The Fear All of Sums

Visibility, transparency, and complying with onerous new regulations such Sarbanes-Oxley are burning issues on the minds of CFOs, CIOs, and other corporate executives. In a roundtable discussion, we hear a variety of perspectives on addressing the challenges

by David Stodder

Continued from Page 2

Karpoff: One response I heard, from a prominent member of the Seattle business community, was: "You know, for public corporations, it's no longer fun to be a board member. What I'm doing is resigning all my public board seats and that's my advice to everybody else." His reason was that board meetings are increasingly about compliance. The benefits of experience — of thinking that you are somehow adding value through your oversight function — is going down, and the potential costs are going up. In fact, a number of firms have been reporting difficulty in retaining and recruiting quality board members.

My second observation is that we're starting to find out quite a bit about what happens to firms that get into trouble. As I said earlier, the market penalties swamp the legal penalties; if you display less than sterling integrity, you risk losing consumer and investor confidence. You risk losing generous terms on trade credit. You risk higher financing costs. The price of these effects, and the decreased revenues that usually follow, become the market penalty. Now, market penalties differ depending on the misconduct revealed, but for accounting misrepresentation, we are finding out that the penalty is large. We are finding that for every dollar a firm overstates its earnings or inflates its asset value, it takes a hit of two dollars in market penalties.

Audience: Irving, as a CIO, what is the interaction you have with a CFO? Also, how do the both of you balance what we've been talking about here with the needs and desires of a CEO who wants to push the business aggressively?

Tyler: I report to the CFO and come from that background as well so I have a little bit of the CFO DNA in me. Here's what strikes me as the challenge here for all of us: Do we take the lemons and make lemonade? How do we make governance a part of our day-to-day behavior, so that it's not additive and punitive, but is instead something that we can use to run our businesses more effectively — and as aggressively as we need to? There shouldn't be any regulation on aggressiveness. However, there should be restraints on greed and fraud, which has always been the case. I don't think it's a matter of calming down the aggressive CEO; we all just need to understand the world we work in and the constraints that exist in the context of doing business. Bad things happen if you do stupid things. We need to find ways of preventing companies from doing stupid things.

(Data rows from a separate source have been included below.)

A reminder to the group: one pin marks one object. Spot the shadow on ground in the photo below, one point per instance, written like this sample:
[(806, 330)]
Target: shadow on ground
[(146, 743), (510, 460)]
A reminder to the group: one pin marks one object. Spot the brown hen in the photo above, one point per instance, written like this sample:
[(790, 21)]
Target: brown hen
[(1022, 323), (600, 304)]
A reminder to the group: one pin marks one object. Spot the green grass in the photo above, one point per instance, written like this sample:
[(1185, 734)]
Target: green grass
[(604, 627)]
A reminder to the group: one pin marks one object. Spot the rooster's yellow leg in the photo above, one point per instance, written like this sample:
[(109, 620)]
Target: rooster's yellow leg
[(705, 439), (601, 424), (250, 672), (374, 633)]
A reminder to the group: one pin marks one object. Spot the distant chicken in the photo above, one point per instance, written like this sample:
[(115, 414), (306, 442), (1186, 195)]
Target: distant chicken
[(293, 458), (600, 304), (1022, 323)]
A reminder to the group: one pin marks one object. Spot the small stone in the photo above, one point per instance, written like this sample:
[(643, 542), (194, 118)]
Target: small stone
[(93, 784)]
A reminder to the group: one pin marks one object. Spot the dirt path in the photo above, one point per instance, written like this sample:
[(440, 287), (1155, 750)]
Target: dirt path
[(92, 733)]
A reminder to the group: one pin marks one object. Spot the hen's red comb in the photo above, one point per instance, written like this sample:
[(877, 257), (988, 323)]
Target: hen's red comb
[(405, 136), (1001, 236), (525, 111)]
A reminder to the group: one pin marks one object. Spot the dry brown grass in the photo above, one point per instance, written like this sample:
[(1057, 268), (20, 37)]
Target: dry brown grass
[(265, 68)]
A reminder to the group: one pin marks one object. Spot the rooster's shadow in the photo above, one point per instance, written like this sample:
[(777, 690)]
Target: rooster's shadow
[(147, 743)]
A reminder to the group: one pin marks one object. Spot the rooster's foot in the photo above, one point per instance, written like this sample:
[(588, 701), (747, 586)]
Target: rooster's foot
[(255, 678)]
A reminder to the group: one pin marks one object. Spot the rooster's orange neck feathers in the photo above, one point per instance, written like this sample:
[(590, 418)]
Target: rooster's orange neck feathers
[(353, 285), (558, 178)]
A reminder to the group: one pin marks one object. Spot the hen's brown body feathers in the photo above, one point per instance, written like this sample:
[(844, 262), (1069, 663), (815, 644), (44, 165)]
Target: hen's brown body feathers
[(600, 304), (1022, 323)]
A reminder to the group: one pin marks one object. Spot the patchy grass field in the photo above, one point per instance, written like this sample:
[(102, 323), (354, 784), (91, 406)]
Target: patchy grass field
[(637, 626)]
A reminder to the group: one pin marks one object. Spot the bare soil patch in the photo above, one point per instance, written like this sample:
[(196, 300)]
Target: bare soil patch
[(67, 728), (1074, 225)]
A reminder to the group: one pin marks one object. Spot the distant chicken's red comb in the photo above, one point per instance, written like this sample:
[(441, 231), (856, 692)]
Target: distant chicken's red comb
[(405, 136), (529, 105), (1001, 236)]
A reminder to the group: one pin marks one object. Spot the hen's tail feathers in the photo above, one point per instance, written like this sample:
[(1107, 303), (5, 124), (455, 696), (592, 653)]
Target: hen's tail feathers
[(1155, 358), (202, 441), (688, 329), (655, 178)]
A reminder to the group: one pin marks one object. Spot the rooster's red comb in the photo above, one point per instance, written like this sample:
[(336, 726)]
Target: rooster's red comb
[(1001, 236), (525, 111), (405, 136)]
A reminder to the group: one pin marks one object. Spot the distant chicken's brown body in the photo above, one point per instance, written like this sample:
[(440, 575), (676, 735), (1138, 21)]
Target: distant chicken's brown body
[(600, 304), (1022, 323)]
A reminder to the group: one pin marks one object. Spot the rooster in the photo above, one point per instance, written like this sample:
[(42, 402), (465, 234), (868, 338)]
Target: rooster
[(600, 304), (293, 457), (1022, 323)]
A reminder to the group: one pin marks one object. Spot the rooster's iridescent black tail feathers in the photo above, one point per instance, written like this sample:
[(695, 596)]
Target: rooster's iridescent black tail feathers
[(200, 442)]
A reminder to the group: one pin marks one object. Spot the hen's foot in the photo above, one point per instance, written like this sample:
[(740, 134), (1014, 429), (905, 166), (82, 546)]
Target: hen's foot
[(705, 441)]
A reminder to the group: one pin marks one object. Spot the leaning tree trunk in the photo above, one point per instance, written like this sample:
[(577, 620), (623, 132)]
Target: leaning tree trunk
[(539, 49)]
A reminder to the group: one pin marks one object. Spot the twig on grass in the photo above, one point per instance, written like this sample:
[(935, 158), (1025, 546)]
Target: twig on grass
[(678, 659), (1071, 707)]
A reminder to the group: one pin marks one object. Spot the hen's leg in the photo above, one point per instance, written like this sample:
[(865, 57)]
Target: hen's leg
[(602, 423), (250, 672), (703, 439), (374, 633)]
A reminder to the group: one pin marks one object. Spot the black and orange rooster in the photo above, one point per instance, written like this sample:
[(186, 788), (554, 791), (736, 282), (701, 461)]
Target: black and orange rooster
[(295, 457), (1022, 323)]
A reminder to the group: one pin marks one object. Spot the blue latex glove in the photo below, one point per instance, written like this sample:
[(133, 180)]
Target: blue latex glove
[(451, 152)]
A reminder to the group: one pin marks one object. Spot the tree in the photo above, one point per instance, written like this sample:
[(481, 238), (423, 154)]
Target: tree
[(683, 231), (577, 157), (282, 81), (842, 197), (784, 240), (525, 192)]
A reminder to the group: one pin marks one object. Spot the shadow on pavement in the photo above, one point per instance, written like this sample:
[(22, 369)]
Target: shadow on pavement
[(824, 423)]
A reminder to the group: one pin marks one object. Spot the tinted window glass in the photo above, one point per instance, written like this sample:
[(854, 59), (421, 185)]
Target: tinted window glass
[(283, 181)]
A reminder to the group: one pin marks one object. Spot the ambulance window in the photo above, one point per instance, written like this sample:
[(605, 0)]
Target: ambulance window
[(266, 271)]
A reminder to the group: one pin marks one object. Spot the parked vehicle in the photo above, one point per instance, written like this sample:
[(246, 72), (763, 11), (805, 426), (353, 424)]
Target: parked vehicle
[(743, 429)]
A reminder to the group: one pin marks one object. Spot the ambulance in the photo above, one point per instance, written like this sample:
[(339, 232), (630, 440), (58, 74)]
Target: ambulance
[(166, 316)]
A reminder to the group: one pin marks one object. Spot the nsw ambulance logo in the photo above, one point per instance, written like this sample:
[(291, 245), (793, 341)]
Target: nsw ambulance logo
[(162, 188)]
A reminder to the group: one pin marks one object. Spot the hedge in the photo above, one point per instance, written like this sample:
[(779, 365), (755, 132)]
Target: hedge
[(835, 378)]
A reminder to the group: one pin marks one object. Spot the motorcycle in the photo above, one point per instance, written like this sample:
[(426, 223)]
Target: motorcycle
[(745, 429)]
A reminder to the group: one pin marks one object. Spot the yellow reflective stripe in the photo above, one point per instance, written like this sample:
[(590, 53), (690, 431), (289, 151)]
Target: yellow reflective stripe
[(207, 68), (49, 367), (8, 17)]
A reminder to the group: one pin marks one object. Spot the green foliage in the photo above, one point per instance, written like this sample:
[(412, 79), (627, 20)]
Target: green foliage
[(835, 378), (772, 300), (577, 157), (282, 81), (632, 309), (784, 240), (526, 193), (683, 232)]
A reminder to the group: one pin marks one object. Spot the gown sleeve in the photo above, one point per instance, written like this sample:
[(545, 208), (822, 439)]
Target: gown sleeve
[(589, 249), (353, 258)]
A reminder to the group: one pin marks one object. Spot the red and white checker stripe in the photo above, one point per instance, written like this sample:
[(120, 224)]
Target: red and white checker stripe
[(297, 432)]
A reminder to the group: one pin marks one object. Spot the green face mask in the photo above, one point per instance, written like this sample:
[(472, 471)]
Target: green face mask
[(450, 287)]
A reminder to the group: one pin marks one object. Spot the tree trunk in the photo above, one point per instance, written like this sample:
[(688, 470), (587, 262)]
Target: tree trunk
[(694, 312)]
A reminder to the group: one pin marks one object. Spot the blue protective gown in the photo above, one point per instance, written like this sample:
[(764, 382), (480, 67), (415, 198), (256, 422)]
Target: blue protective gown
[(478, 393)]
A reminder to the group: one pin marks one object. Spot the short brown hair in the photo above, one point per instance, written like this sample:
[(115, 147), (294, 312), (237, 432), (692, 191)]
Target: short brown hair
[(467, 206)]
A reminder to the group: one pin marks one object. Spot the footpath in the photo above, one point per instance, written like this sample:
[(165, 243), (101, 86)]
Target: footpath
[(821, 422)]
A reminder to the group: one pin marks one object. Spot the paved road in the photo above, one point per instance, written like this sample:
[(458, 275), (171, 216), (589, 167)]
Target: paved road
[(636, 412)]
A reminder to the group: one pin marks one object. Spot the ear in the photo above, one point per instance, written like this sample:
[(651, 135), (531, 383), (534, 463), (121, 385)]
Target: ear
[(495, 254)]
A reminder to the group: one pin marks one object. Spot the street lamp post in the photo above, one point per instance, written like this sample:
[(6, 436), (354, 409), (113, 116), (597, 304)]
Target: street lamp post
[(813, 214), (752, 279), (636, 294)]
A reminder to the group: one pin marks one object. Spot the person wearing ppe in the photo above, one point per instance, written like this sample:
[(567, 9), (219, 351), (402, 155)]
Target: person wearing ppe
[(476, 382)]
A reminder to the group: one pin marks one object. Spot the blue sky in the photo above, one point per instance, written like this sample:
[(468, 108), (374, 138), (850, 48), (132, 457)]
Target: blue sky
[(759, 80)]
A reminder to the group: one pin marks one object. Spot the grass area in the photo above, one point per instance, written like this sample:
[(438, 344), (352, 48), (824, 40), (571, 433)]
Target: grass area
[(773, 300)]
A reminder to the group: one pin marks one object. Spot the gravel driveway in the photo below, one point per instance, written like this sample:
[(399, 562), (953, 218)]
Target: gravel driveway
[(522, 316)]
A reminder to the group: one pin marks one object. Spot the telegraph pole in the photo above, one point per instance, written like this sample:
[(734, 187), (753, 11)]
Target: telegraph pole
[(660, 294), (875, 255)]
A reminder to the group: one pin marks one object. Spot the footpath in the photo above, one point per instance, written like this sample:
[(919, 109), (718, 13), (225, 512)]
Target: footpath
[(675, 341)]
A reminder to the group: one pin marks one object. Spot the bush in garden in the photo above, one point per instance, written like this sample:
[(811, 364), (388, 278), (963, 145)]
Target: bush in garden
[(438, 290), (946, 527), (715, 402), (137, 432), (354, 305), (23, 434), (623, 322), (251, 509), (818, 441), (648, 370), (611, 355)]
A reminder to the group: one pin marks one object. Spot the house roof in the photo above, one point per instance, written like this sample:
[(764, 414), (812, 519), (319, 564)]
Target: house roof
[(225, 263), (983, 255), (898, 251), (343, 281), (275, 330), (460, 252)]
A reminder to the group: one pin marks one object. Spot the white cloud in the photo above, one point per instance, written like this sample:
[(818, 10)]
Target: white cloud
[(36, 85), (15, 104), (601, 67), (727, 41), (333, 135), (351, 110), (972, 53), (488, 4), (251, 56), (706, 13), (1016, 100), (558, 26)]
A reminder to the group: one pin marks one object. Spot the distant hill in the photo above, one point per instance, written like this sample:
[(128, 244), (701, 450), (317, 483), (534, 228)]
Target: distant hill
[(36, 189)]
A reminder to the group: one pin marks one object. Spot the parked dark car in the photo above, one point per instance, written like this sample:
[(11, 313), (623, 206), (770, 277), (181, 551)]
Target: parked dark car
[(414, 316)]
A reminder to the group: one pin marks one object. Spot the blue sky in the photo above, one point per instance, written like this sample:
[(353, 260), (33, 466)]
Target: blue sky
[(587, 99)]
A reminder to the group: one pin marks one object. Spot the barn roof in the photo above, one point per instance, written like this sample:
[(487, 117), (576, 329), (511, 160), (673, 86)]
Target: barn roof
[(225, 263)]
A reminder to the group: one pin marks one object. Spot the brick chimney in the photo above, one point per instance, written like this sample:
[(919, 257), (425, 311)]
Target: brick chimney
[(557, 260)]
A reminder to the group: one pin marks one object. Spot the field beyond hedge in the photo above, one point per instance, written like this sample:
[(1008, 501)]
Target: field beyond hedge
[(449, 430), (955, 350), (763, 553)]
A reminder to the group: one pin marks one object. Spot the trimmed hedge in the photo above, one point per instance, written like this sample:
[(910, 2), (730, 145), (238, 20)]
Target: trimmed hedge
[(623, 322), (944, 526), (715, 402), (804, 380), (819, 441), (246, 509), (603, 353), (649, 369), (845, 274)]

I see an immediate sense of urgency right now, but I really don't see much of a change at Quaker Chemical. Having said that, this does cost money. Compliance with the new regulations has an earnings-per-share impact. It sounds almost counterintuitive, but we must creatively find ways of complying with regulations that are not fully defined. There's no manual that says, "Do this." We're trying to outguess the regulators in some respects because they don't have a rulebook either and are not completely certain of what they're doing. We are trying to comply without damaging our financial results, paying more fees, or constraining our business practices. However, this challenge is no different from dealing with other business conditions. You do the best you can with what you have to work with. IS has a big role because everything that comes through the process flows through our channels. We have to step up to our role.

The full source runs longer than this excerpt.